Just had a good read of the corporate presentation and have to say I am on the fence.
Key Points for me are:
1) They are heavily hinting that further acquisitions are on the way.. Further dilution at these price levels, no thanks.. The company share price is back to where it was near the start. They need to show some of this value and let the share price appreciate before going on more buying spree's.
2) Whilst the individual businesses seem to be producing good EBITDA, the overall quarterly's don't show this on the bottom line. This has to equate to a combination of the Overhead Corporate costs (circa 1.5M according the to the presentation) and investments. (They mention heavy investment in equipment and technology). Whilst I know this has to be down, I have also seen (and invested in) companies that constantly have these investments every quarter and we therefore never see these business line profits hit the underlying bottom line.
3) The Corporate costs are a chicken egg thing. You have a minimum corporate cost to cover a business like this but you try to grow to make this a smaller percentage of your overall costs and thus dilute the effects on the bottom line. If growth is predominately through acquisitions, this will lead to diluted equity and our shareprice will continue to be held back.

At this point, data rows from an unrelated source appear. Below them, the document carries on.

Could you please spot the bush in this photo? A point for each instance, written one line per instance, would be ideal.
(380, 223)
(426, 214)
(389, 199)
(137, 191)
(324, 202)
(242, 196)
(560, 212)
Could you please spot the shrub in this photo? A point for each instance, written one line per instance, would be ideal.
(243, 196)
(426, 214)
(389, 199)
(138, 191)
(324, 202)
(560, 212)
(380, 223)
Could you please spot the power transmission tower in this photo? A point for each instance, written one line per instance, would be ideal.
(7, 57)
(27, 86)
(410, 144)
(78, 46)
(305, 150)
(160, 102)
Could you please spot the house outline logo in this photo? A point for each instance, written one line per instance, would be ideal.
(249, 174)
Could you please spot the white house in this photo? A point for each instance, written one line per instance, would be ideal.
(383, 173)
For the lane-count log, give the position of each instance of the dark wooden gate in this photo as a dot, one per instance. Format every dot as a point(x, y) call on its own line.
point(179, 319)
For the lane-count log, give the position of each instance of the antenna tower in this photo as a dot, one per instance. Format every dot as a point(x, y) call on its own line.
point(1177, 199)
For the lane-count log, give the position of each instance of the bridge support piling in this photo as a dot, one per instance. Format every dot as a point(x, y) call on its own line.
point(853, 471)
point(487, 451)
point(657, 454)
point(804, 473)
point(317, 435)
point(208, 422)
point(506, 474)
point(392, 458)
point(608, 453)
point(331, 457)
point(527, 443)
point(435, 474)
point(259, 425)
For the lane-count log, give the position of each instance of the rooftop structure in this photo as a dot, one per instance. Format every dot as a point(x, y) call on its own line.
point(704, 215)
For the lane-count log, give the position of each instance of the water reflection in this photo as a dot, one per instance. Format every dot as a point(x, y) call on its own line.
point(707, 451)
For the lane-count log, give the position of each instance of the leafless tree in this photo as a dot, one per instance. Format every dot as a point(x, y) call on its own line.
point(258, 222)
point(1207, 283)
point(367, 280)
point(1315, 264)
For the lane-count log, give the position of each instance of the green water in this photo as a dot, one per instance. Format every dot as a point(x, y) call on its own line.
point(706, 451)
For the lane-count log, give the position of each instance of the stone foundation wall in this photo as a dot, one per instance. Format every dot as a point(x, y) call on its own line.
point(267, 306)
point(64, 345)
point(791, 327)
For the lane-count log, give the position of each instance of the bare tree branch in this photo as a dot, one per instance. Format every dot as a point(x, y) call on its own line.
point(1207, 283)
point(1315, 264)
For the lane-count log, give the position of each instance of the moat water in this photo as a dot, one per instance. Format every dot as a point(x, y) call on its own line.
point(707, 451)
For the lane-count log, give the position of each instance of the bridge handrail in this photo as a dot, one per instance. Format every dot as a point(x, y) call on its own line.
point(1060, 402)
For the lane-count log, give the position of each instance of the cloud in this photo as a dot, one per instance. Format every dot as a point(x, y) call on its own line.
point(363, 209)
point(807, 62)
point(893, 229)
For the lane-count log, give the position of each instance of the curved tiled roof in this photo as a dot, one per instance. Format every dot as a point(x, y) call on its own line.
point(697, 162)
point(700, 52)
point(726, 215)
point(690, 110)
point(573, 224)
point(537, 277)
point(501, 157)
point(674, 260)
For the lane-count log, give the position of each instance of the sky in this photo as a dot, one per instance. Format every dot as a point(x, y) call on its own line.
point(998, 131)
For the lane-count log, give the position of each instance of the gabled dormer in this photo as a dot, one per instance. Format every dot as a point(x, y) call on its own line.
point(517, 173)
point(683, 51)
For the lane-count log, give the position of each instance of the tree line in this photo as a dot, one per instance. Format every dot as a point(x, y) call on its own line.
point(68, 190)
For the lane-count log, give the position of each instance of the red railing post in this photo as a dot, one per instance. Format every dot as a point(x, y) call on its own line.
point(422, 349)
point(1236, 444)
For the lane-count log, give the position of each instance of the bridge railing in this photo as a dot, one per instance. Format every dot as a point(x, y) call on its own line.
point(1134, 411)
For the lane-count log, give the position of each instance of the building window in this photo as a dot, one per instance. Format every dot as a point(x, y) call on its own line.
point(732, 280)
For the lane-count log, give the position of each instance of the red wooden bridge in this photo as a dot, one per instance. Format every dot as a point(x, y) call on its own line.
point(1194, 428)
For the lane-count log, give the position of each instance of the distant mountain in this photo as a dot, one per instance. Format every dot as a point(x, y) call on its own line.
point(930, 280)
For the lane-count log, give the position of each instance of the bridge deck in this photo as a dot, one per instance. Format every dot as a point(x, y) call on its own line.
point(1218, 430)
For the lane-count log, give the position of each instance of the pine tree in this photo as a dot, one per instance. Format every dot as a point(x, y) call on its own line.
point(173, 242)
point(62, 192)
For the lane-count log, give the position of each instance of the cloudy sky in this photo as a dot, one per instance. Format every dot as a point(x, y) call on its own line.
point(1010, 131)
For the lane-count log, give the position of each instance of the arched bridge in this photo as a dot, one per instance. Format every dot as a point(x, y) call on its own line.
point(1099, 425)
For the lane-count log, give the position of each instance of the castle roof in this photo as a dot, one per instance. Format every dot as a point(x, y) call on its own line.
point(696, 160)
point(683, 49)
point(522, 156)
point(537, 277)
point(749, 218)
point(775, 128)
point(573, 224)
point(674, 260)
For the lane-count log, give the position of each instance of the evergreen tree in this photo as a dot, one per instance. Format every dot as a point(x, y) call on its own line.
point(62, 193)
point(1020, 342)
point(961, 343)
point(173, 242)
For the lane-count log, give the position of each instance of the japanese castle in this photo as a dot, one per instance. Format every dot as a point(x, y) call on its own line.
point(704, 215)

4) There words around organic growth opportunities worried me. Basically it seems that organically growing the business is limited and thus an consolidation by acquisition strategy is what is being pursued.. I am not sure what P/E they are paying but this is a tough strategy if significant cost savings/value drivers (multipliers) are not found. I would consider this personally a high risk strategy.
5) The whole synergies and cost savings are brushed over very lightly.. Almost like they had to say something.. Cost savings and synergies are tough if each acquisition is bringing a new physical footprint and synergising along technology and processes usually has an upfront cost and the benefits may take some time. Cultural synergies are nice for the brand but bring very little to the bottom line.
6) The acquisition of Morrison Geotechnic is a good example. a NEW service line and NEW footprints.. Synergies along "invest in technology to support field staff real-time data collection and sample registration.". This means spending money and a longer term return.. What are the cost saving synergies here to further increase the EBIT? What are the multiplying affect of having this acquisition (is their a cross selling opportunity?)
I like the sector and the possible opportunity here but not convinced by the strategy as it seems to be a basic consolidation play. Which would be okay if the shareprice was not way down here where acquisitions cause huge dilution.
At the moment if I do a basic calc. 19.9M Market Cap.. Earnings (0.7 Octief, 1.5 Precise, 1.4 Morrison, -1.5 Corporate, Total 2.1M), then EV/E is approx 9.5. With Peers (according to last sheet) running around 12. Which in my mind shows we are not far from the peers. The 10c shareprice was about right.
But I strongly believe HRL can do a lot better both on the earning's side and finding more synergies to reduce the costs and I do believe they can organically grow. I also strongly believe in the team driving this so this is why I continue to hold. But if we see another round of big dilutions due to acquisitions then I need to re-evaluate.
Be interested in other's opinions here.
Do Your Own Research. My opinions only and not investment advice.